The festival sticks to its successful formula: a programme that prioritises diversity, productions from non-European countries, new art-house films and last but not least, some red-carpet glamour, all achieved through the remaining sections.

The cinematic exercises are to be seen at the Berlinale Shorts. The section will screen a selection of twenty-six films from eighteen countries. Eclectic independent and art-house cinema in Panorama, which has in its lineup Mid90s by Jonah Hill, a nostalgia skater culture film featuring man of the moment Lucas Hedges. And other highlights: Shooting the Mafia by Kim Longinotto, featuring Italian photographer Letizia Battaglia; Neus Ballús' Staff Only brilliantly depicts the complex relationships between tourists and locals in Senegal, and Temblores, by Jayro Bustamante, on homosexual relationships in the conservative religious evangelical Guatemala.
Avant-garde and experimental cinematography are under Forum and Forum Expanded; films for young audiences are grouped into Generation sections; new discoveries and talents from the German scene in Perspektive Deutsches Kino. The programme is rounded out by Homage, which this year is dedicated to British actress Charlotte Rampling, who is honoured as well with the Golden Bear for her lifetime achievement.
Culinary Cinema: A Taste for Balance presents Mothers of the Land, directed by Álvaro and Diego Sarmiento, which accompanies five Andean women in their daily struggle to maintain a traditional and organic way of working the land. A God in Each Lentil is a portrait of the gastronomic universe of Alicante’s hinterland as seen by double-Michelin-star chef Kiko Moya and family. Wind Heritage presents Juan, who has worked in the land for the past forty years. His experience encapsulates what agriculture has meant to Mexico over the years.

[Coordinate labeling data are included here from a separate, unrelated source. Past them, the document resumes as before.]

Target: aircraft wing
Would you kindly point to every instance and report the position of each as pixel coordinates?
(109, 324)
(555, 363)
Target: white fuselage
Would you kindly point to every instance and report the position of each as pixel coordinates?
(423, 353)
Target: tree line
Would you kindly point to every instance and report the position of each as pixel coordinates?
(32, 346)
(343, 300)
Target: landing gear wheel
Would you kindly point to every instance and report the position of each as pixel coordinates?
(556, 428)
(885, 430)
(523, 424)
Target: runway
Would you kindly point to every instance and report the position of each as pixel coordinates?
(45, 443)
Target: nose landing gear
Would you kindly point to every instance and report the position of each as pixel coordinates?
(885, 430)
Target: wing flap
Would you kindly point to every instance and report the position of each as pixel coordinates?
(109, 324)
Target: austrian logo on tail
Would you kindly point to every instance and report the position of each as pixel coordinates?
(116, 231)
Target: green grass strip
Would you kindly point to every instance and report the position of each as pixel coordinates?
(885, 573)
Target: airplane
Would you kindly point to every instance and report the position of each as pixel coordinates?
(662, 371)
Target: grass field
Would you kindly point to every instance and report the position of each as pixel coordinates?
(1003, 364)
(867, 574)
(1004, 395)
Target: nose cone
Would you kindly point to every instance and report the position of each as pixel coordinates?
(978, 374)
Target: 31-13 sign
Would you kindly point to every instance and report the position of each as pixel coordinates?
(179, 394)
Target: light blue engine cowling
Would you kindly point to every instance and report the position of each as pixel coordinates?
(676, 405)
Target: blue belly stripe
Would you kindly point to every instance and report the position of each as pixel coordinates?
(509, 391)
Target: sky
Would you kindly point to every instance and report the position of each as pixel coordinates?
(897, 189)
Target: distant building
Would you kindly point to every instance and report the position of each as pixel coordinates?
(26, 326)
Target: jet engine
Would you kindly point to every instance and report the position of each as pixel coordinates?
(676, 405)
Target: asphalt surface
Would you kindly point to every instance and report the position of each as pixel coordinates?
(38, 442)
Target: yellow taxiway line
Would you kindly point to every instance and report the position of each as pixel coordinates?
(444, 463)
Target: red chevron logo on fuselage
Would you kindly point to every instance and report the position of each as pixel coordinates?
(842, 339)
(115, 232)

A good brooch to end the tour through the film festival section is the festival’s director Dieter Kosslick’s quote, “Sometimes, art has to be political”, said during the press conference, who also extended an invitation to the leaders of the far-right Alternative for Germany (AfD) party to attend the screening of Roberta Grossmann's documentary Who will Write our History about the secret archives of the Warsaw Ghetto, on February, 10 at Berlinale Special.
A page in the history of the festival will turn as this is Kosslick’s latest edition after eighteen years at the helm. A younger duo, composed of Carlo Chatrian, director of the Locarno Film Festival, and Mariette Rissenbeek, a former Dutch producer, will succeed him in next year’s cinema marathon.